GitHub Repository: probml/pyprobml
Path: blob/master/notebooks/book2/29/supplementary/hmm_poisson_changepoint_tfp.ipynb
¹¹⁹³ views

Kernel: Python 3

HMM with Poisson observations for detecting changepoints in the rate of a signal

Code is from https://www.tensorflow.org/probability/examples/Multiple_changepoint_detection_and_Bayesian_model_selection

In [1]:

import numpy as np
import tensorflow.compat.v2 as tf

tf.enable_v2_behavior()
import tensorflow_probability as tfp
from tensorflow_probability import distributions as tfd

from matplotlib import pylab as plt

%matplotlib inline
import scipy.stats

Data

The synthetic data corresponds to a single time series of counts, where the rate of the underlying generative process changes at certain points in time.

In [27]:

true_rates = [40, 3, 20, 50]
true_durations = [10, 20, 5, 35]

np.random.seed(42)

observed_counts = np.concatenate(
    [scipy.stats.poisson(rate).rvs(num_steps) for (rate, num_steps) in zip(true_rates, true_durations)]
).astype(np.float32)

plt.plot(observed_counts)

plt.savefig("hmm_poisson_data.pdf")

Out[27]:

Model with fixed $K$

To model the changing Poisson rate, we use an HMM. We initially assume the number of states is known to be $K=4$ . Later we will try comparing HMMs with different $K$ .
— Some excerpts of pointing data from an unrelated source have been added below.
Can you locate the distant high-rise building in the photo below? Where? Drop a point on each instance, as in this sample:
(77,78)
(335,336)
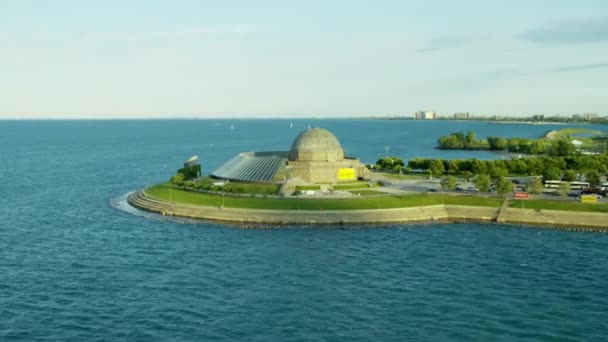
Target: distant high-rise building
(425,115)
(538,117)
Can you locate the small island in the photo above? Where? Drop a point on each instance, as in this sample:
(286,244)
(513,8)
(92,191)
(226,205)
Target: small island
(316,183)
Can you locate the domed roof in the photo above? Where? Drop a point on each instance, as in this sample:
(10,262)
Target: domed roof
(316,144)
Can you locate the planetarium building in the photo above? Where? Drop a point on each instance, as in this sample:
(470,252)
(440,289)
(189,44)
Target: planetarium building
(316,156)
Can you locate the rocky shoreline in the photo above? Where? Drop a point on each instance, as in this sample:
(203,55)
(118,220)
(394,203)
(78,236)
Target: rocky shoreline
(258,218)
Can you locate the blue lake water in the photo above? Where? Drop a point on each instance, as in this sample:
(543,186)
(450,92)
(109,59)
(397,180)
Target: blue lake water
(73,267)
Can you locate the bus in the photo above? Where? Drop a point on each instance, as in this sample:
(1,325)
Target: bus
(573,185)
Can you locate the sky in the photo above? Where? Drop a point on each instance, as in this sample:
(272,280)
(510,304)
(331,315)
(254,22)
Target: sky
(197,58)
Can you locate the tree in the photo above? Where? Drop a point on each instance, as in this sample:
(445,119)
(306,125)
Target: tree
(178,179)
(448,183)
(535,186)
(564,189)
(504,186)
(562,147)
(437,168)
(496,173)
(593,177)
(551,173)
(467,175)
(497,143)
(569,176)
(537,147)
(470,140)
(483,183)
(453,166)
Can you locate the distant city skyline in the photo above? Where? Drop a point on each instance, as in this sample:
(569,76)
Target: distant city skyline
(198,59)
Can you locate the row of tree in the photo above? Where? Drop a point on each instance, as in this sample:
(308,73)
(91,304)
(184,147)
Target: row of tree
(550,168)
(557,147)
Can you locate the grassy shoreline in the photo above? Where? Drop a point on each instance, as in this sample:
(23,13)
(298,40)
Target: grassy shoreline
(163,192)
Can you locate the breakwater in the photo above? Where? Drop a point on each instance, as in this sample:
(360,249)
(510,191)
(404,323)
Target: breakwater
(433,213)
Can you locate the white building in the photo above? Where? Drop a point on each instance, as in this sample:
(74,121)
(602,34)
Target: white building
(425,115)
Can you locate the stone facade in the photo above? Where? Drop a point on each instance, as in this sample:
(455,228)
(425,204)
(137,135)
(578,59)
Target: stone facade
(316,156)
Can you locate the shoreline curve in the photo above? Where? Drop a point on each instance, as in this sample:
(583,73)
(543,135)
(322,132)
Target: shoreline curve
(442,213)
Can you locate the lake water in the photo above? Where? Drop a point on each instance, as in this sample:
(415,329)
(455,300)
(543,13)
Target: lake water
(74,267)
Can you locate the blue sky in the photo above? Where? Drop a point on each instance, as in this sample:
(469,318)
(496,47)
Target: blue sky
(131,58)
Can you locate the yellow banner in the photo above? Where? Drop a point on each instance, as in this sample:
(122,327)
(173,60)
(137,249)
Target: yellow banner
(344,174)
(588,199)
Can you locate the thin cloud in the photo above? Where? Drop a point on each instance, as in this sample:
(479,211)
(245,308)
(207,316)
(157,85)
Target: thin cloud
(449,42)
(589,30)
(512,73)
(581,67)
(184,33)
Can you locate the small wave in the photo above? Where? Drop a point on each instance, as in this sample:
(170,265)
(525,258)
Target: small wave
(120,203)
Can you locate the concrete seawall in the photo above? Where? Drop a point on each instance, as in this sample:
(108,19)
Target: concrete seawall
(435,213)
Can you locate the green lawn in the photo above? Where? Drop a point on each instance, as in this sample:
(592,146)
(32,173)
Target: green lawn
(366,192)
(252,188)
(161,191)
(351,186)
(574,131)
(308,187)
(541,204)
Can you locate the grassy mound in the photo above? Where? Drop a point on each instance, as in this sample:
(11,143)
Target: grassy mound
(162,192)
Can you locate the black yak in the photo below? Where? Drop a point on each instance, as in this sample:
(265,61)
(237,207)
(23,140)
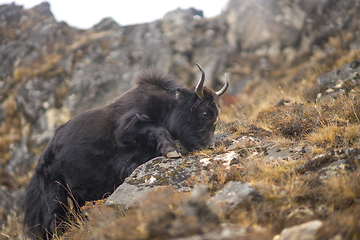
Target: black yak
(92,154)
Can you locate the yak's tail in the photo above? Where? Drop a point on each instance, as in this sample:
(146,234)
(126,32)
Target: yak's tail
(36,218)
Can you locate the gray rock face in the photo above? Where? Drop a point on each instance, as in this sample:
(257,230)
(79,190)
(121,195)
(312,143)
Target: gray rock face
(231,196)
(254,23)
(339,81)
(305,231)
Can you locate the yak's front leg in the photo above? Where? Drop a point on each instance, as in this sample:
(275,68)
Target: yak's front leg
(165,145)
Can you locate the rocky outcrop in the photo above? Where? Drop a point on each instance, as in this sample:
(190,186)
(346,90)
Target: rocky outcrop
(50,71)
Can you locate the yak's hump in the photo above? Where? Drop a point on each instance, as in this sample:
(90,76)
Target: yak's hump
(157,78)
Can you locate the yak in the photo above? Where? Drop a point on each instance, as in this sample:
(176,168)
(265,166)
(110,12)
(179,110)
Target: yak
(92,154)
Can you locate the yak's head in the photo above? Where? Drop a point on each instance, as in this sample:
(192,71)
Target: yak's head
(195,115)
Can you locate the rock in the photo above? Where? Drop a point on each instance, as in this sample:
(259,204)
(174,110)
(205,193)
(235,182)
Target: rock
(255,23)
(231,196)
(126,195)
(305,231)
(339,81)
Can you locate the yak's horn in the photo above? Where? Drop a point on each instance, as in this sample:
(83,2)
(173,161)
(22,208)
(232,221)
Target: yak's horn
(199,87)
(224,88)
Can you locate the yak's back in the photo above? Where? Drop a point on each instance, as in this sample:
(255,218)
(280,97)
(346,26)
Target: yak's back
(156,78)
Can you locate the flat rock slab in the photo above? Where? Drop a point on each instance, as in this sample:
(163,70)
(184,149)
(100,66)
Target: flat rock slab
(231,196)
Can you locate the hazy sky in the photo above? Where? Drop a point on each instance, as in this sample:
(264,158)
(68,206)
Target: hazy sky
(86,13)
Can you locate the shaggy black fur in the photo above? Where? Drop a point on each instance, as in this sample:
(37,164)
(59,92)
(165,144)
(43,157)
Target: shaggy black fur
(92,154)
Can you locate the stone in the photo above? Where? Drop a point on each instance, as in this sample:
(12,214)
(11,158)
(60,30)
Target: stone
(231,196)
(305,231)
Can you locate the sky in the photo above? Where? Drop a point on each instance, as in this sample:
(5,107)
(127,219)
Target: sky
(84,14)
We fix the initial state distribution to be uniform, and fix the transition matrix to be the following, where we set $p=0.05$ :

\begin{align*} z_1 &\sim \text{Categorical}\left(\left\{\frac{1}{4}, \frac{1}{4}, \frac{1}{4}, \frac{1}{4}\right\}\right)\\ z_t | z_{t-1} &\sim \text{Categorical}\left(\left\{\begin{array}{cc}p & \text{if } z_t = z_{t-1} \\ \frac{1-p}{4-1} & \text{otherwise}\end{array}\right\}\right) \end{align*}

In [29]:

num_states = 4

initial_state_logits = np.zeros([num_states], dtype=np.float32)  # uniform distribution

daily_change_prob = 0.05
transition_probs = daily_change_prob / (num_states - 1) * np.ones([num_states, num_states], dtype=np.float32)
np.fill_diagonal(transition_probs, 1 - daily_change_prob)

print("Initial state logits:\n{}".format(initial_state_logits))
print("Transition matrix:\n{}".format(transition_probs))

Out[29]:

Initial state logits:
[0. 0. 0. 0.]
Transition matrix:
[[0.95       0.01666667 0.01666667 0.01666667]
 [0.01666667 0.95       0.01666667 0.01666667]
 [0.01666667 0.01666667 0.95       0.01666667]
 [0.01666667 0.01666667 0.01666667 0.95      ]]

Now we create an HMM where the observation distribution is a Poisson with learnable parameters. We specify the parameters in log space and initialize them to random values around the log of the overall mean count (to set the scale).

In [30]:

# Define variable to represent the unknown log rates.

np.random.seed(1)

trainable_log_rates = tf.Variable(np.log(np.mean(observed_counts)) + tf.random.normal([num_states]), name="log_rates")

hmm = tfd.HiddenMarkovModel(
    initial_distribution=tfd.Categorical(logits=initial_state_logits),
    transition_distribution=tfd.Categorical(probs=transition_probs),
    observation_distribution=tfd.Poisson(log_rate=trainable_log_rates),
    num_steps=len(observed_counts),
)

Model fitting using gradient descent.

We compute a MAP estimate of the Poisson rates $\lambda$ using batch gradient descent, using the Adam optimizer applied to the log likelihood (from the HMM) plus the log prior for $p(\lambda)$ .

In [31]:

rate_prior = tfd.LogNormal(5, 5)


def log_prob():
    return tf.reduce_sum(rate_prior.log_prob(tf.math.exp(trainable_log_rates))) + hmm.log_prob(observed_counts)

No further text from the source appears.